Keeping Students with Disabilities Safe from Bullying

As Secretary Duncan has noted, the Department of Education is committed to making sure that all of our young people grow up free of fear, violence, and bullying. Bullying not only threatens a student’s physical and emotional safety at school, but fosters a climate of fear and disrespect, creating conditions that negatively impact learning—undermining students’ ability to achieve to their full potential. Unfortunately, we know that children with disabilities are disproportionately affected by bullying.

back_to_school_billboardFactors such as physical vulnerability, social skills challenges, or intolerant environments may increase the risk of bullying. Students who are targets of bullying are more likely to experience lower academic achievement, higher truancy rates, feelings of alienation, poor peer relationships, loneliness, and depression. We must do everything we can to ensure that our schools are safe and positive learning  environments—where all students can learn.

To that end, today, ED’s Office of Special Education and Rehabilitative Services (OSERS) issued guidance to educators and stakeholders on the matter of bullying of students with disabilities. This guidance provides an overview of school districts’ responsibilities to ensure that students with disabilities who are subject to bullying continue to receive free appropriate public education (FAPE) under the Individuals with Disabilities Education Act (IDEA). Under IDEA, States and school districts are obligated to ensure that students with disabilities receive FAPE in the least restrictive environment (LRE). This guidance explains that any bullying of a student with disabilities which results in the student not receiving meaningful educational benefit is considered a denial of FAPE. Furthermore, this letter notes that certain changes to an educational program of a student with a disability (e.g., placement in a more restricted “protected” setting to avoid bullying behavior) may constitute a denial of FAPE in the LRE.

Schools have an obligation to ensure that a student with disabilities who is bullied, continues to receive FAPE as outlined in his or her individualized education program (IEP). IEPs, as well as 504 plans, can be useful in outlining specialized approaches for preventing and responding to bullying, as well as providing additional supports and services to students with disabilities. This guidance also offers effective evidence-based practices for preventing and addressing bullying.

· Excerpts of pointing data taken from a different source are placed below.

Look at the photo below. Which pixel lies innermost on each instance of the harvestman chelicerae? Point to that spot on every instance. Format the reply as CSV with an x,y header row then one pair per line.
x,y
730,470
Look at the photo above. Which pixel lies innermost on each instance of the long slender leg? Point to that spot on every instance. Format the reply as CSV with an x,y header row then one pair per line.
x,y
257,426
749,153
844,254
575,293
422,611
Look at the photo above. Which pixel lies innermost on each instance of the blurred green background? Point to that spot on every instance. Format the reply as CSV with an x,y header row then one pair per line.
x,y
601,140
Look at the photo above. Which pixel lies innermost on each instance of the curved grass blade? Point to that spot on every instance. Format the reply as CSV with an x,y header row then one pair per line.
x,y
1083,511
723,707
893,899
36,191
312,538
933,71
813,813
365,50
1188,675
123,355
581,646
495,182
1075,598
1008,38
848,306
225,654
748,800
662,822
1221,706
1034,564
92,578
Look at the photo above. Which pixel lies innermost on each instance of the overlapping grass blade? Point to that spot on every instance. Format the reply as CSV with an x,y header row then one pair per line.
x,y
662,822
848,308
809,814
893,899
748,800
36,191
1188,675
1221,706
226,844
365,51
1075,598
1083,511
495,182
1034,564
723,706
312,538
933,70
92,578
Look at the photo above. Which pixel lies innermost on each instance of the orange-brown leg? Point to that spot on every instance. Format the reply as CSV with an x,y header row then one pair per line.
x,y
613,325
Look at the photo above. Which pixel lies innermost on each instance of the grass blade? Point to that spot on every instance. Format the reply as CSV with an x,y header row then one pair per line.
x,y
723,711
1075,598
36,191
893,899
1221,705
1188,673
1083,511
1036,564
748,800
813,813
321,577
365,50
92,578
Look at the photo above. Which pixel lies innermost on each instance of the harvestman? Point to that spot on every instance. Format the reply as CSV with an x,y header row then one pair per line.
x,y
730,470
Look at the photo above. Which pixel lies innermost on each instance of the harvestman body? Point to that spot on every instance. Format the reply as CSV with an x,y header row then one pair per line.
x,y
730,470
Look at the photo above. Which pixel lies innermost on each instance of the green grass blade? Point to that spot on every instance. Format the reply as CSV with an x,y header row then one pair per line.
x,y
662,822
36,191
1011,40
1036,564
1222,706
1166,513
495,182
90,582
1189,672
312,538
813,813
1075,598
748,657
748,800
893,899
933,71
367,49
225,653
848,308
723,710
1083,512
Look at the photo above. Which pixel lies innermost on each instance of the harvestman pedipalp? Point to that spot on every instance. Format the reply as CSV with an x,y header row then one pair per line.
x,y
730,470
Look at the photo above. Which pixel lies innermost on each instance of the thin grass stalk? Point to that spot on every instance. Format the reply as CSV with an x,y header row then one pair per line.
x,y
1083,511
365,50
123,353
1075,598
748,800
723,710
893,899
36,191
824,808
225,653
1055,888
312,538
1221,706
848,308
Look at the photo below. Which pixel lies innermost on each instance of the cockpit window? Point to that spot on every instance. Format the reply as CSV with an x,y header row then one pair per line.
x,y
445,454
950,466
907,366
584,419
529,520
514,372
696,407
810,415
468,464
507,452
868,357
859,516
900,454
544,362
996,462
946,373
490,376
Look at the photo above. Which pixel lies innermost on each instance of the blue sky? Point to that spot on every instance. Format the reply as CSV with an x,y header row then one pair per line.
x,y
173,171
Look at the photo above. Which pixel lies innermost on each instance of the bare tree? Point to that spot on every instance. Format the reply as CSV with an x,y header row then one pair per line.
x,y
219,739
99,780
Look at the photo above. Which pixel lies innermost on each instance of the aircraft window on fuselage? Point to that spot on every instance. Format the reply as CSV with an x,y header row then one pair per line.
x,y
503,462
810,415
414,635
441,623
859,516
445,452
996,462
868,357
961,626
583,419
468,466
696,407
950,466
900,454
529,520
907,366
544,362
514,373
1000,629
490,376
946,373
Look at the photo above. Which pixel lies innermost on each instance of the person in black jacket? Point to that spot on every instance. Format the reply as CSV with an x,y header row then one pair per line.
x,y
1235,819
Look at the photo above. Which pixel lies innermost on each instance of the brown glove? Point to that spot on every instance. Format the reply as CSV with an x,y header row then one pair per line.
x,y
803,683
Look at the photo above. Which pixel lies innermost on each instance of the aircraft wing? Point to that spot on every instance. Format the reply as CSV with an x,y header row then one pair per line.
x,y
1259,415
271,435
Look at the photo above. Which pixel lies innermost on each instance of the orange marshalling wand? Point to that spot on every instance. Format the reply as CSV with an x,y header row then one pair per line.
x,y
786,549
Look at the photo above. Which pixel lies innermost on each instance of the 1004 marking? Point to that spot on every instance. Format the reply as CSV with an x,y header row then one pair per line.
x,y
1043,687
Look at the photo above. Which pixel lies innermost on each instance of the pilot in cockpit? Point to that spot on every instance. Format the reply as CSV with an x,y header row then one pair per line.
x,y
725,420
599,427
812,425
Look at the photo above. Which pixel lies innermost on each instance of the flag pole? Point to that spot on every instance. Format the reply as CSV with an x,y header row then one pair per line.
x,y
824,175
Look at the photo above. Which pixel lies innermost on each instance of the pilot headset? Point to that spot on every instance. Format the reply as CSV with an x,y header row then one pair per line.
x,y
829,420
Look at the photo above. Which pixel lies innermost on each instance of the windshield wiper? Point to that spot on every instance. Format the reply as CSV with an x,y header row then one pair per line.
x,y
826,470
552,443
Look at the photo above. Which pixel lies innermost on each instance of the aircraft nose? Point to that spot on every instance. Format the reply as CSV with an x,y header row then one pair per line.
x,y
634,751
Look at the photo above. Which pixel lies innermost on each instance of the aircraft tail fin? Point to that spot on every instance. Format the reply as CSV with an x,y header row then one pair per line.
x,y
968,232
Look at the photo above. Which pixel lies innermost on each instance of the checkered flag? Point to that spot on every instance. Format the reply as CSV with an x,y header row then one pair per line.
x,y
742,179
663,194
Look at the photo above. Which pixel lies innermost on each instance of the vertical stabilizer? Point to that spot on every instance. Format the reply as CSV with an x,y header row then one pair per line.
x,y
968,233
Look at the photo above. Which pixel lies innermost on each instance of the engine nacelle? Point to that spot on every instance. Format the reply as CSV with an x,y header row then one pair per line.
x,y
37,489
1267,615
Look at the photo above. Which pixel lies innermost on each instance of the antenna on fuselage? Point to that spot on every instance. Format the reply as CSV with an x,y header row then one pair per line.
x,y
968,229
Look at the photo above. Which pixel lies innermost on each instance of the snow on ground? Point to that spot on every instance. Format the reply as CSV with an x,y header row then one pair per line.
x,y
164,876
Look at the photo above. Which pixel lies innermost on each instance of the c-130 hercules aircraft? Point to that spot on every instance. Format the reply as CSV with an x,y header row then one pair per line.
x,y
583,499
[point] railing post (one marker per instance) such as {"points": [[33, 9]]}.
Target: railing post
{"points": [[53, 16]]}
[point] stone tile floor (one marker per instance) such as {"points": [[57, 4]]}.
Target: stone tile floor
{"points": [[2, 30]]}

“This guidance is a significant step forward for students facing bullying,” said Ari Ne’eman, President of the Autistic Self Advocacy Network, a leading national advocacy organization. “We applaud and commend the Department for reinforcing that when a child is being bullied, it is inappropriate to ‘blame the victim’ and remove them from the general education classroom. School districts have an obligation to address the source of the problem –the stigma and prejudice that drives bullying behavior.”

Bullying of any student simply cannot be tolerated in our schools. A school where children don’t feel safe is a school where children struggle to learn. Every student deserves to thrive in a safe school and classroom free from bullying.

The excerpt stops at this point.